Text dissociators analyze a bunch of text, and then produce text that's sort of similar, but all mixed up. All cases I know of use Markov chains of either letters or words. That means they notice the frequency of letter pairs or word pairs in the source text, then produce something where each word (or letter) is followed by a random word (or letter), with probabilities based on the observed frequencies. (Doing it by pairs is using a Markov chain of length one. You can use longer chains (triplets, etc) to get more similarity at the cost of exponentially increasing memory usage.)

Those dissociators are lots of fun, but the sentences they produce don't follow the same grammar as the source text. You get sentences of the form noun-verb-noun-verb-noun-verb-noun. There are random text generators that do produce more normal sentences, but these all have a grammar coded in by a programmer.

There has been research done into inducing grammars from text. I haven't read the publications, but it sounds like fun. If it works decently, it should be easy to go from that to a grammatical dissociator.

Content-Based Spam Detector[link to here]

I actually did most of the work on this way back in 1998, but never cleaned up it and turned it into a functioning package.
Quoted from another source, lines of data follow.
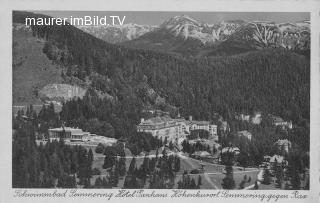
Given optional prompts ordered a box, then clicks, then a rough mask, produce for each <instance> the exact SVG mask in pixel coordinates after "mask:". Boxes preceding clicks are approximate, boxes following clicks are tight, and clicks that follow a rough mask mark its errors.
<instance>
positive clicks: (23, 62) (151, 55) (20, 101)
mask: <svg viewBox="0 0 320 203" xmlns="http://www.w3.org/2000/svg"><path fill="white" fill-rule="evenodd" d="M26 16H35V17H42V18H49V16H44V15H40V14H33V13H28V12H13V23H14V25H13V104H14V105H15V104H18V105H26V104H30V103H35V102H37V103H41V102H44V101H43V99H47V97H49V96H50V95H58V97H59V98H68V97H66V96H64V95H63V92H71V93H72V94H70V95H72V96H77V95H74V94H77V91H72V89H80V88H81V90H84V91H87V92H88V91H89V92H92V91H94V92H96V93H95V94H98V95H100V97H101V98H104V99H105V100H104V101H103V102H100V103H99V102H98V103H99V104H102V103H106V102H107V101H110V100H111V101H112V102H113V103H112V104H110V105H112V106H113V108H116V109H119V110H118V111H117V112H116V113H117V114H119V115H112V116H113V118H114V117H115V116H116V118H119V119H120V120H121V119H122V121H123V123H122V124H123V125H125V123H126V122H128V120H130V119H131V120H130V122H133V123H135V124H136V122H138V120H139V118H140V117H141V115H140V110H141V109H144V108H155V109H161V110H165V111H172V112H175V111H176V109H177V108H178V107H179V109H180V113H181V115H185V116H186V115H193V116H194V118H195V119H206V120H210V119H212V117H213V116H214V115H215V113H216V112H218V113H219V114H220V115H223V117H224V118H226V117H231V116H232V113H233V112H252V111H254V110H260V111H262V112H269V113H273V114H275V115H279V116H282V117H283V118H285V119H288V120H293V121H297V120H299V119H301V118H304V119H309V104H310V101H309V98H310V91H309V88H310V62H309V55H308V54H305V53H304V52H301V51H300V50H303V49H308V48H309V47H310V45H308V43H309V41H308V36H309V34H308V33H309V32H308V22H302V23H300V24H299V23H295V24H276V23H270V22H250V23H247V22H244V21H234V22H224V23H220V24H218V25H209V24H203V23H199V22H198V21H195V20H193V19H191V18H189V17H187V16H180V17H177V18H173V19H169V20H168V21H166V22H164V23H163V24H161V25H160V26H159V27H158V28H153V29H154V30H153V31H150V32H147V33H145V34H143V35H141V36H140V37H137V38H136V39H133V40H129V41H126V42H120V43H117V44H112V43H108V42H105V41H104V40H101V39H99V38H97V37H95V36H93V35H91V34H88V33H87V32H84V31H82V30H80V29H78V28H76V27H74V26H71V25H67V26H30V27H26V26H25V25H23V22H24V19H25V17H26ZM219 26H220V31H219V32H215V33H216V34H215V35H212V32H213V30H215V29H213V28H217V27H219ZM210 29H212V30H210ZM217 30H219V29H218V28H217ZM215 31H216V30H215ZM210 33H211V34H210ZM297 33H299V35H298V34H297ZM295 35H297V36H296V37H295ZM132 36H133V35H132ZM211 36H215V37H211ZM290 36H291V37H290ZM304 37H306V38H304ZM156 40H159V43H160V42H161V43H163V44H162V45H159V46H160V47H161V49H160V48H159V49H155V48H153V47H152V45H154V42H155V41H156ZM142 41H144V42H145V43H141V42H142ZM134 44H136V45H134ZM141 44H143V48H141V47H140V45H141ZM164 45H165V46H164ZM289 45H290V46H289ZM155 46H157V45H155ZM187 47H193V48H192V49H190V50H188V49H187ZM165 50H168V51H165ZM192 52H193V53H194V55H191V56H199V57H181V56H190V54H191V53H192ZM203 55H205V56H206V57H202V56H203ZM59 84H70V85H72V86H77V87H75V88H74V87H71V88H70V89H69V90H68V88H69V86H66V85H64V86H63V85H59ZM48 85H49V87H51V86H52V85H53V86H55V87H57V88H55V89H54V92H48V91H50V90H51V89H52V88H46V87H48ZM50 85H51V86H50ZM60 87H61V88H62V87H63V89H61V91H59V88H60ZM81 92H82V91H81ZM81 95H83V94H82V93H81ZM81 95H79V98H81ZM40 97H42V98H40ZM55 97H56V96H55ZM97 108H99V107H97ZM120 114H121V115H120ZM115 125H119V123H116V124H115ZM119 129H122V127H119Z"/></svg>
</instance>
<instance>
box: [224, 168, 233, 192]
mask: <svg viewBox="0 0 320 203" xmlns="http://www.w3.org/2000/svg"><path fill="white" fill-rule="evenodd" d="M225 170H226V176H225V177H224V178H223V180H222V184H221V185H222V188H223V189H234V188H235V182H234V179H233V169H232V165H226V168H225Z"/></svg>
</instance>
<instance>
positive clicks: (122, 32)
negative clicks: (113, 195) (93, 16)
mask: <svg viewBox="0 0 320 203" xmlns="http://www.w3.org/2000/svg"><path fill="white" fill-rule="evenodd" d="M79 28H80V29H82V30H84V31H85V32H88V33H90V34H92V35H94V36H95V37H98V38H100V39H102V40H104V41H107V42H109V43H124V44H125V45H127V46H133V47H139V48H146V49H148V48H150V49H155V50H158V49H159V50H160V49H161V50H162V51H173V52H176V51H177V50H178V52H180V51H181V50H187V49H188V50H195V49H199V50H200V49H203V48H205V47H207V48H208V47H212V46H213V47H216V46H225V44H224V42H226V43H227V46H228V50H231V49H232V48H233V47H236V48H240V49H239V50H250V49H252V48H253V49H256V48H259V49H260V48H266V47H284V48H286V49H300V50H305V49H309V48H310V22H309V21H302V22H296V23H293V22H285V23H275V22H271V21H251V22H246V21H243V20H233V21H222V22H220V23H215V24H208V23H203V22H200V21H197V20H195V19H193V18H191V17H189V16H187V15H180V16H175V17H172V18H170V19H168V20H166V21H164V22H163V23H162V24H160V25H159V26H149V25H137V24H125V25H123V26H107V27H106V26H100V27H97V26H92V27H88V26H85V27H84V26H83V27H79ZM127 42H128V43H127ZM233 44H234V45H233ZM243 48H244V49H243Z"/></svg>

I made a simple Bayesian classifier, but the data I collected could be used to train other kinds of classifiers. As always, the real magic is in selecting features.

There are address-based detectors out there, but this would be more fun and wouldn't require as much maintenance. Mine is mostly done. I really should finish it.

Netsam Detector[link to here]

Netsam is the crap that floats around on the net. That can include jokes, virus warnings, calls for political action on some bogus cause, etc.

While it'd be neat to somehow detect these things by the form they tend to take, I'd be happy if I had something that just determined whether something was similar enough to anything in a set of known netritus, like CIAC lists of hoaxes and chain letters.

Quote Selector[link to here]

Given some context and a set of quotes, select a quote that might be somehow appropriate. This is for frivolous things like email signatures, so my accuracy requirements are low.


Visual

Text Color Fixer[link to here]

My designer friends tell me that site authors should have complete control over the web browsing experience because they're better at it than users are. Some are, but some of them suck. Sometimes the choice of text color is so bad that the text is unreadable on the background. Sometimes the vlink color is the same as the link color. Sometimes the links aren't linky enough. These problems could be detected and fixed automatically by my browser (or by a proxy, since that's easier to hack).

Photo Cropper[link to here]

I'd have to try it to be sure, but I think I could train a computer to crop photos to improve balance and composition for a majority of portrait and landscape shots. If it works, it could be implemented on a digital camera to have it suggest framing, though with a digital camera, there may not be much advantage to doing it at shoot time.


Misc

GIMP Shuffler[link to here]

I want to be able to select an arbitrary region and randomly scramble the positions of the contained pixels. So if I apply this to a square that's blue on one side and red on the other, I should get a square containing a random but equal distribution of red and blue pixels. Being able to sort would be nice too.

I wanted to use this to set the color balance of a textured region. "Oh, this much red, this much blue, this much green. Now blend it all." So I guess it'd be neat to also be able to scramble the three hues (RGB) independently, though with enough resolution that's not important.